The Victims of Crime Assistance Tribunal (VOCAT) assists people who have been injured by the criminal acts of others. Victims can apply to VOCAT for assistance, sue the offender for damages in a civil action, or ask the court hearing the criminal case to order the offender to pay damages.
Victims of Crime Assistance Act 1996
The Victims of Crime Assistance Act 1996 (Vic) (“VOCA Act”) established the Victims of Crime Assistance Tribunal (VOCAT). The Act applies to applications for assistance lodged after 1 July 1997 regardless of when the crime occurred (see cl 5 sch 1).
The Victims of Crime Assistance (Amendment) Act 2000 (Vic) applies to crimes committed on or after 1 July 2000 to 30 June 2007, and also has retrospective application for some victims of childhood sexual assault. This amending Act reinstated compensation for pain and suffering (now called “special financial assistance”) to primary victims. They are no longer limited to just claiming expenses (e.g. medical expenses and loss of earnings), as had been the case since 1 July 1997.
The other important change brought about by the 2000 amending Act is that a victim does not have to have suffered a diagnosable injury; they may qualify for special financial assistance if they have a “significant adverse effect” as a result of the violence (e.g. trauma or distress).

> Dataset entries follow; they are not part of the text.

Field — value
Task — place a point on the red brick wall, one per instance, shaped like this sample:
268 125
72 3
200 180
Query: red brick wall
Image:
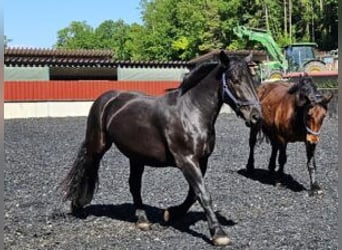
77 90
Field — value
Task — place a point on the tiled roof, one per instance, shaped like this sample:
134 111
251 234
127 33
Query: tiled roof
95 58
76 58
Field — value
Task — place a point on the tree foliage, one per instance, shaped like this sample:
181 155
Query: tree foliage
183 29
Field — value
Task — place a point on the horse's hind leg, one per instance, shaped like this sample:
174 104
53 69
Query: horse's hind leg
273 158
135 178
252 141
194 176
282 159
81 181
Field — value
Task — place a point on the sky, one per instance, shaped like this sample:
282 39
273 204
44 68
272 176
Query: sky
35 23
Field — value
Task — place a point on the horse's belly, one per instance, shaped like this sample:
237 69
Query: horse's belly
139 140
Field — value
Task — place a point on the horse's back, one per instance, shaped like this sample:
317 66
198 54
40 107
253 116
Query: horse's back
278 109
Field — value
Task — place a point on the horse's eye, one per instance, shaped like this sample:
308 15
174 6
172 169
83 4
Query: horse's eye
235 81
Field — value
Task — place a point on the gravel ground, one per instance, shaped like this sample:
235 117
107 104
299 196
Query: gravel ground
255 213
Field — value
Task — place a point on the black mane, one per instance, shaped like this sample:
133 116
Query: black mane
192 78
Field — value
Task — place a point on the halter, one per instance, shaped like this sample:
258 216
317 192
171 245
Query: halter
227 94
311 131
308 130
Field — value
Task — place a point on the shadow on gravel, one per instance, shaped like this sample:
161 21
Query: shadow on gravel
125 212
264 177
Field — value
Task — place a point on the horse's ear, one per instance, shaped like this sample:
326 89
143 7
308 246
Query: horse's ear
248 58
224 59
301 99
326 98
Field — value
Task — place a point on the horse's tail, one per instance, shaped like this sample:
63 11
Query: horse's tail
82 180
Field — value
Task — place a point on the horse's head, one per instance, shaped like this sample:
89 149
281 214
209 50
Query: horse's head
238 89
314 107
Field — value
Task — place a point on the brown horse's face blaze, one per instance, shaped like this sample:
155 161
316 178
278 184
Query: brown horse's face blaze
314 121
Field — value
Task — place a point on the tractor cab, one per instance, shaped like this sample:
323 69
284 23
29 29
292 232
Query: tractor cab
302 56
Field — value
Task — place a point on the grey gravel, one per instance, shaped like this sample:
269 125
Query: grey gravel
255 213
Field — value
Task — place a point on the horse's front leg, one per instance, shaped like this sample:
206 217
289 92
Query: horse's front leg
173 213
135 177
311 165
192 172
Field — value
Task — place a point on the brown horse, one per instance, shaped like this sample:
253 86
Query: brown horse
291 113
176 129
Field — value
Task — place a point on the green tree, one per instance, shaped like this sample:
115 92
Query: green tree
113 35
78 35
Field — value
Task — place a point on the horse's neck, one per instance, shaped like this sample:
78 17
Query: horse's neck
206 98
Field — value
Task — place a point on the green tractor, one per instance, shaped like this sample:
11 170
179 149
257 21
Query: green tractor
296 57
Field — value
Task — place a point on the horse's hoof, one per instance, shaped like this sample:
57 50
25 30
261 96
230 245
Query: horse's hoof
166 216
144 226
315 192
221 241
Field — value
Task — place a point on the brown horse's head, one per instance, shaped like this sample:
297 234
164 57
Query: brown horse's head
314 106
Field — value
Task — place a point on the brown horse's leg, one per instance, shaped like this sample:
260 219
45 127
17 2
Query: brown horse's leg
252 141
311 165
135 177
176 212
193 175
282 158
273 158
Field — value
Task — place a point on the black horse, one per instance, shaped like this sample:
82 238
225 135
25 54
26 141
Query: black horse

The Victims of Crime Assistance Amendment Act 2007 (Vic) increased the amount of special financial assistance that can be awarded for crimes committed on or after 1 July 2007.
Under the 2000 legislation, primary victims are entitled to receive special financial assistance up to $7,500.
Under the 2007 legislation, primary victims are entitled to receive special financial assistance up to $10,000.
The amount awarded in either case depends on:
• the category of the act of violence or crime (as set out in the regulations); and
• the extent of the “injury” or “significant adverse effect” as a result of the crime.